Çünkü hiçbir ülkücü, siyasi hayatını İslam düşmanlığına adayan hiçbir CHP’liye oy vermez. Selçuklu ve Osmanlı’ya düşman olan CHP’ye oy vermez. Erkek erkeğe, kadın kadına ilişki yaşamalı diyen ve bunu açıkça savunan CHP’ye oy vermez. Ülkemizi Avrupa ve Amerika’ya şikâyet eden CHP’ye oy vermez. Kandilin desteklediği CHP’ye oy vermez.

Verirse aklından da, itikadından da, ahlakından da şüphe ederim.

İslam’a soktuğu bidat ve hurafeler yüzünden hiç sevmediğim Ahmet Mahmut Ünlü bile bunlardan biri olan Mansur Yavaş’tan nasıl rahatsız olduğunu şu sözlerle dile getirmek zorunda kaldı:

“Zamanın birinde bana bir belediye başkanını övdüler. Sağlam ülkücü dediler. Ben de Sağlam bir ülkücü, Türk’e dinini, dilini, özünü unutturmak için kurulmuş bir partiden belediye başkanı adayı olmaz. Olmuşsa ülkücü değildir, hiç olmamıştır dedim. Bir arkadaş, ‘ Hocam nesini beğenmiyorsun adamın?’ diye sorduğunda da, ‘İtikadını… İtikadı düzgün bir ülkücü koltuk uğruna İslam düşmanı bir partinin oyuncağı olmaz.”

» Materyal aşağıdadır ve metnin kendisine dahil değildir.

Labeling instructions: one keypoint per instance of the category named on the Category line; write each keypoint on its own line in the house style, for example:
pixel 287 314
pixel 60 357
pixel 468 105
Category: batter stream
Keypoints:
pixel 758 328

Ama ne yazık ki bu tiplerden birçoğu bir parça menfaat, makam, koltuk uğruna CHP’nin tetikçisi gibi çalıştılar. MHP ve Ülkücü kuruluşlar davası sanıklarından olan Yılma Durak’ın tavrı ise gerçekten çok ibretlidir.

MHP ve Ülkücü kuruluşların yargılandığı mahkemede ağlayarak CHP zihniyetinin kendisine yaptıkları işkenceleri anlatırken anlattıklarını unutması mümkün olmasa gerek: “Seni erkekliğinden ettik ama zevkten mahrum etmeyeceğiz, diyerek makatıma cop soktular.” Diye ağlarken mahkemenin savcısı Nurettin Soyer gülüyordu. Ne yazık ki Yılma Durak, celladına aşık olmuş gibi bu zihniyetin partisi olan CHP’ye destek verdi.

Şahsen bu yaşananları akılla, mantıkla, ahlakla izah edemiyorum. Bir insan ayrılıp parti kurabilir, farklı siyasi görüşü savunabilir. Ancak geçmişini unutarak kendisini yok etmek için çalışan bir zihniyete nasıl tetikçilik yapar, doğrusu anlayamıyorum.